Unfortunately, when he smokes the drug, he discovers his latent schizophrenia and is arrested after committing several violent acts upon innocent passers-by. This leads to his incarceration in a secure hospital where he is regularly injected with a cocktail of anti-psychotic drugs including Aripiprazole and Chlorpromazine.

Jack does not respond well to the drugs but nevertheless is released under the Government's care in the community scheme. Before long, he becomes addicted to both alcohol and heroin and has to become a rent boy (underage male prostitute) in order to get cash for his next fix. Eventually, after contracting an assortment of sexually transmitted diseases, he is murdered by a gang of skinhead thugs on a mission to 'clean up the streets.'

Aladdin a Gimp Suit[edit]


For those without comedic tastes, the "questionable parody" of this website called Wikipedia have an article about Politically Uncorrect Pantomimes.

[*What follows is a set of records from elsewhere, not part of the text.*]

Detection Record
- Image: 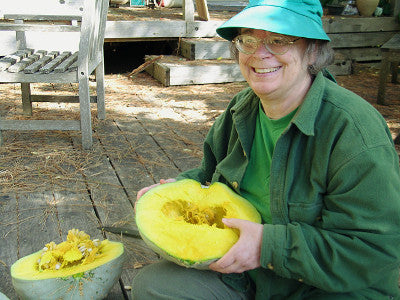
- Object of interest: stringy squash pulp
[11,229,124,300]
[136,179,261,269]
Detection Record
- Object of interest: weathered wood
[0,0,109,149]
[196,0,210,21]
[180,38,231,60]
[0,193,19,299]
[377,33,400,105]
[146,56,244,86]
[54,52,78,73]
[0,119,81,130]
[335,47,382,62]
[328,31,395,49]
[322,16,400,34]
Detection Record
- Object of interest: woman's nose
[253,43,273,57]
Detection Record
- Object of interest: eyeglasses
[232,34,301,55]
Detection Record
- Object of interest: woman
[133,0,400,299]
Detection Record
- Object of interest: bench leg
[21,83,32,116]
[79,76,93,150]
[377,57,390,105]
[96,60,106,120]
[392,62,399,83]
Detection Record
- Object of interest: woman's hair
[230,34,334,75]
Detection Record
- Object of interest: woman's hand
[209,219,263,273]
[135,178,176,211]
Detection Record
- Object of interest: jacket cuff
[260,224,290,277]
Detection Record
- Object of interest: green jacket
[178,73,400,300]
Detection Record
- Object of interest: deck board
[0,72,400,300]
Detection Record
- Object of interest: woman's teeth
[254,67,279,73]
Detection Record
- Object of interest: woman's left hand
[209,219,263,273]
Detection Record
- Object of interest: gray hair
[230,39,334,75]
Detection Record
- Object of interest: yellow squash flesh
[136,179,261,269]
[11,232,124,299]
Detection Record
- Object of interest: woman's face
[239,29,311,101]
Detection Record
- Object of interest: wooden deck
[0,74,243,299]
[0,68,400,299]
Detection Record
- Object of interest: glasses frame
[232,34,302,55]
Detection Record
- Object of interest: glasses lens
[264,36,292,55]
[234,35,294,55]
[234,35,259,54]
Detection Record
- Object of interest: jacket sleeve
[261,146,400,294]
[177,111,227,184]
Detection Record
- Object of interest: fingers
[136,178,176,200]
[209,219,263,273]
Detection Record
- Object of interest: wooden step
[327,52,352,76]
[180,37,231,60]
[145,55,244,86]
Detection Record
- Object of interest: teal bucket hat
[217,0,330,41]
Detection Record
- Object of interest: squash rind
[11,241,124,300]
[136,179,261,269]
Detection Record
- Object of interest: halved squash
[11,229,124,300]
[136,179,261,269]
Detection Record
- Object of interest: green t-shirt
[240,102,297,223]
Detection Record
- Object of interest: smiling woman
[133,0,400,300]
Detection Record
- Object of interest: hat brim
[217,5,330,41]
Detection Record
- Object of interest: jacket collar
[292,72,332,136]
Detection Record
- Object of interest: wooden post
[183,0,194,23]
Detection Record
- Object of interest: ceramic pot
[356,0,379,17]
[110,0,129,5]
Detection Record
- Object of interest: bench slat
[24,51,60,74]
[54,52,78,73]
[39,51,71,74]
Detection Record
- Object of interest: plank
[196,0,210,21]
[180,38,231,60]
[335,47,382,62]
[328,31,395,49]
[322,16,400,34]
[145,56,244,86]
[105,20,223,42]
[76,124,162,297]
[0,194,18,299]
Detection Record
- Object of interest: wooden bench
[0,0,109,149]
[377,33,400,105]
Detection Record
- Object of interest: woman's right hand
[135,178,176,211]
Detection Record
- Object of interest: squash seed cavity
[161,200,226,229]
[37,229,101,271]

"Four hours of a young Persian boy encased in PVC punctuated by sporadic appearances of "Madame Twanky"..." and so began the first theatre review of this 1972 offering from the Cardiff Theatre Royal. Performed by the Transgendwr Theatr Cymru, the show ran for only three nights before it was pulled. Plans for a thirtieth anniversary showing were shelved in 2002 following intervention from Health and Safety.

The show itself was only witnessed by 27 people, 15 of whom have since died. Of the remaining, only one individual has ever spoken of the show, describing it as "easily the worst experience of my entire life, boyo." In 1973 the Transgendwr Theatr Cymru disbanded.